The 1st 3 terms of an A.P., a, a+d, and a+2d, are the same as the 1st 3 terms of a G.P.( a is not equal to 0). Show that this is only possible if r=1 and d=0

Question

asked Apr 21, 2022 110k views

1 Answer

Hemanto · Answer 1 · 2022-04-27T18:58:54+0000

Answer:

See Below.

Explanation:

The first three terms of an A.P is equivalent to the first three terms of a G.P.

We want to show that this is only possible if r = 1 and d = 0.

If a is the initial term and d is the common difference, the A.P. will be:

$a, a+d, \text{ and } a+2d$

Likewise, for the G.P., if a is the initial term (and it does not equal 0) and r is the common ratio, then our sequence is:

$a, ar,\text{ and } ar^2$

The second and third terms must be equivalent.
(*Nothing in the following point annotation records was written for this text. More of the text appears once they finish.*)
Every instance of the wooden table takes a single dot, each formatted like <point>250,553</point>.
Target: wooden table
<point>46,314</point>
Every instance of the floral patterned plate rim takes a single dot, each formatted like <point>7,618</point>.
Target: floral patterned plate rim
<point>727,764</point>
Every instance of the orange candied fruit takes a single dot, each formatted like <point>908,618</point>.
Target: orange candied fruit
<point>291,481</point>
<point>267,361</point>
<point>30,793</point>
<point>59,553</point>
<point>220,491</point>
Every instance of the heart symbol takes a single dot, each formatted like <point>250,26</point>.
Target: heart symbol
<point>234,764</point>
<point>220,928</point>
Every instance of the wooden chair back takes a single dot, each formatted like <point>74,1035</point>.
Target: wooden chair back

Thus:

$a+d=ar\text{ and } a+2d=ar^2$

We can cancel the d. Multiply the first equation by -2:

-2a-2d=-2ar

We can now add this to the second equation:

(a+2d)+(-2a-2d)=(ar^2)+(-2ar)

Simplify:

-a=ar^2-2ar

Now, we can divide both sides by a (we can do this since a is not 0):

-1=r^2-2r

So:

r^2-2r+1=0

Factor:

(r-1)^2=0

Thus:

r=1

The first equation tells us that:

a+d=ar

Therefore:

$a+d=a(1)\Rightarrow a+d=a$

Hence:

d=0

Q.E.D.